Classification Using Embeddings
Classification using embeddings
There are many ways to classify text. This notebook shares an example of text classification using embeddings. For many text classification tasks, we've seen fine-tuned models do better than embeddings. See an example of fine-tuned models for classification in Fine-tuned_classification.ipynb. We also recommend having more examples than embedding dimensions, which we don't quite achieve here.
In this text classification task, we predict the score of a food review (1 to 5) based on the embedding of the review's text. We split the dataset into a training and a testing set for all the following tasks, so we can realistically evaluate performance on unseen data. The dataset is created in the Get_embeddings_from_dataset Notebook.

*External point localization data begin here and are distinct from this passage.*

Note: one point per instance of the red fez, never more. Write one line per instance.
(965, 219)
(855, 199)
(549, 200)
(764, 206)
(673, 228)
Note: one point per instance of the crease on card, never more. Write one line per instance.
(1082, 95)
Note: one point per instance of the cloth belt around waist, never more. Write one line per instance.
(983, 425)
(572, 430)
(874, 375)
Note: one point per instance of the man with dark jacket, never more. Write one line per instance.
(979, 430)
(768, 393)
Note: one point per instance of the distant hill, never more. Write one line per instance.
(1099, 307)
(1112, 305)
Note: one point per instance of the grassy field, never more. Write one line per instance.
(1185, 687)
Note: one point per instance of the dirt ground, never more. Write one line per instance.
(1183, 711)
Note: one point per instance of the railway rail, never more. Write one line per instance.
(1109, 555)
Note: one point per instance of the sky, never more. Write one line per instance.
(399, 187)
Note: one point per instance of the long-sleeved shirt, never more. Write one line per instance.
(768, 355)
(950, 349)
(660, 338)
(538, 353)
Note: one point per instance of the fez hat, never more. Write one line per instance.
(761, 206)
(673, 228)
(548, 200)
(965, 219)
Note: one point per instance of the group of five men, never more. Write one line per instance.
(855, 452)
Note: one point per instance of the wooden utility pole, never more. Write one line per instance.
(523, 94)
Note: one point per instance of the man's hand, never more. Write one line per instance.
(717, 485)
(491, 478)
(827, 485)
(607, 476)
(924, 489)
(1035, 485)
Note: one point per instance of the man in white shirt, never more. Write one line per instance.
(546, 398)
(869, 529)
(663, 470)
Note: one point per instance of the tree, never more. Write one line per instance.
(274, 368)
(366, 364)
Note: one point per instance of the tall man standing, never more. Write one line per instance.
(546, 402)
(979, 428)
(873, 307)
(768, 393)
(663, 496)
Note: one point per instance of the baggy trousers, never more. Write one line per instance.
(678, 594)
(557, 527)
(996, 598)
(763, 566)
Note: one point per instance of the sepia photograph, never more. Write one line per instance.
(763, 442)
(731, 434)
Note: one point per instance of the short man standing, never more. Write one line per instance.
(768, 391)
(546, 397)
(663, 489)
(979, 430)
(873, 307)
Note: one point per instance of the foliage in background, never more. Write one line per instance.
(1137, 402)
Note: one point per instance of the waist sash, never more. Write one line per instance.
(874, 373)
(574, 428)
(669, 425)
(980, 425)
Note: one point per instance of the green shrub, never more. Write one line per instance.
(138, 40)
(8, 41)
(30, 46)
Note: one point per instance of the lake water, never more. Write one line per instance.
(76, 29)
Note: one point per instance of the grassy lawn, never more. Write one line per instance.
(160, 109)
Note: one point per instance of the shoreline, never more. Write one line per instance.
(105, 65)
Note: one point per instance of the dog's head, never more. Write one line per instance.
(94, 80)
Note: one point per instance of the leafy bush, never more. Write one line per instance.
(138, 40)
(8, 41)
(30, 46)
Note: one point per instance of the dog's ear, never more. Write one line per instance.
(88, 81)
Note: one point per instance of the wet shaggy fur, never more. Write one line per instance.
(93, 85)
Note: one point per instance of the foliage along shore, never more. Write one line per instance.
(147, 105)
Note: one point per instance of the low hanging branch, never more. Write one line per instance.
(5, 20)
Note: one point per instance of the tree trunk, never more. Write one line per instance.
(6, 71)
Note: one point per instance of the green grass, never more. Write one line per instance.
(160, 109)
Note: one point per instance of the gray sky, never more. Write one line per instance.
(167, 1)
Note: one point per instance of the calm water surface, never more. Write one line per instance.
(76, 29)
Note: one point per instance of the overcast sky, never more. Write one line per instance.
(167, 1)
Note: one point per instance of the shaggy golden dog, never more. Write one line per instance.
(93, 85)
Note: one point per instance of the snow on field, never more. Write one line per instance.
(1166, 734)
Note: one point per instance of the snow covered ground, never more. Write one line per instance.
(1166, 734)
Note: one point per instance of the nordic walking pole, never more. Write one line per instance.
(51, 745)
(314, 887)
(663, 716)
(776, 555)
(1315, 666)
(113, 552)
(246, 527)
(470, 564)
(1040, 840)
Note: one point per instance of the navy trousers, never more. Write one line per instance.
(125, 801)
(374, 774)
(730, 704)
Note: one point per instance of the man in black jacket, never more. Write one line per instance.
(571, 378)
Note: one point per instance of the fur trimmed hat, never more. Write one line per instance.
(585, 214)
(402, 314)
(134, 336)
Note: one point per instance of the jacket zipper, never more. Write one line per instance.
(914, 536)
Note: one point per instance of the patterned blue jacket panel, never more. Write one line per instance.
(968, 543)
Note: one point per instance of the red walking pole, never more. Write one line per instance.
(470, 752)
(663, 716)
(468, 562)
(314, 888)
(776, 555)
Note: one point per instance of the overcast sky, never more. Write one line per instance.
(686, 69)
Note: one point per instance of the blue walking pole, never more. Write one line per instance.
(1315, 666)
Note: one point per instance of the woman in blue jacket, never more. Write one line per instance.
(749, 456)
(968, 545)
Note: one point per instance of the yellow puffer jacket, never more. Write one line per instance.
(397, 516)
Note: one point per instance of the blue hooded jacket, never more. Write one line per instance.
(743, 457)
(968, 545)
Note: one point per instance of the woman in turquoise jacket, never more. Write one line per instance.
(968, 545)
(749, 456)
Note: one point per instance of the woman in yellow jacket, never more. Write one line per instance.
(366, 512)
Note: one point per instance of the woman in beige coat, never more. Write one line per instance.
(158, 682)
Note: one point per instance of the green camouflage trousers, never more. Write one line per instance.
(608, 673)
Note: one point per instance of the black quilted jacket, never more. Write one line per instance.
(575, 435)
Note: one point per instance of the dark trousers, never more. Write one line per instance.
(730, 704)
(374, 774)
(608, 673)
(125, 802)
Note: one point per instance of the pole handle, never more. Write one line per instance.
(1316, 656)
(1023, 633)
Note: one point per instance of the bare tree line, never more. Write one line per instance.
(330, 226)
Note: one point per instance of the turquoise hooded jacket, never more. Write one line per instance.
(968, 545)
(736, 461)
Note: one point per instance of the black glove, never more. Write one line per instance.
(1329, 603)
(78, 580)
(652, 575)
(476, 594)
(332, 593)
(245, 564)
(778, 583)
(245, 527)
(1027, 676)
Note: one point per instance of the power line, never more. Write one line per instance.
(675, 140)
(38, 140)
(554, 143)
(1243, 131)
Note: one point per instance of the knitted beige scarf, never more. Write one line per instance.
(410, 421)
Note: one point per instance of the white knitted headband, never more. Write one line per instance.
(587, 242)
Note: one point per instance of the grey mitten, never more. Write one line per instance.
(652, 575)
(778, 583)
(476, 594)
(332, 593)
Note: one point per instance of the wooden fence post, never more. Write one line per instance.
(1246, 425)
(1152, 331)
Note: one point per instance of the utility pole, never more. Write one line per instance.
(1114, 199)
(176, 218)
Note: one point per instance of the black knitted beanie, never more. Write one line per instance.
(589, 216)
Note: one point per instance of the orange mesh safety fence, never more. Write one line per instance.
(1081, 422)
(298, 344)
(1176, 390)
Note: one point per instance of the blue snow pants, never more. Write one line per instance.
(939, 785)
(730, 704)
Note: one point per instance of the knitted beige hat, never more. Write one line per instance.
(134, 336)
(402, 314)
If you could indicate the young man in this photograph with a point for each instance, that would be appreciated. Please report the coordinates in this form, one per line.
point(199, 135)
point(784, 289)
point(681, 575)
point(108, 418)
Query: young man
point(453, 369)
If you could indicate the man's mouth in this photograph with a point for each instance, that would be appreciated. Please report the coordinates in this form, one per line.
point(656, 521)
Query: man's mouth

precision recall f1-score support
1 0.90 0.45 0.60 20
2 1.00 0.38 0.55 8
3 1.00 0.18 0.31 11
4 0.88 0.26 0.40 27
5 0.76 1.00 0.86 134
accuracy 0.78 200
macro avg 0.91 0.45 0.54 200
weighted avg 0.81 0.78 0.73 200
We can see that the model has learnt to distinguish between the categories decently. 5-star reviews show the best performance overall, and this is not too surprising, since they are the most common in the dataset.
RandomForestClassifier() - Average precision score over all classes: 0.90
Unsurprisingly 5-star and 1-star reviews seem to be easier to predict. Perhaps with more data, the nuances between 2-4 stars could be better predicted, but there's also probably more subjectivity in how people use the inbetween scores.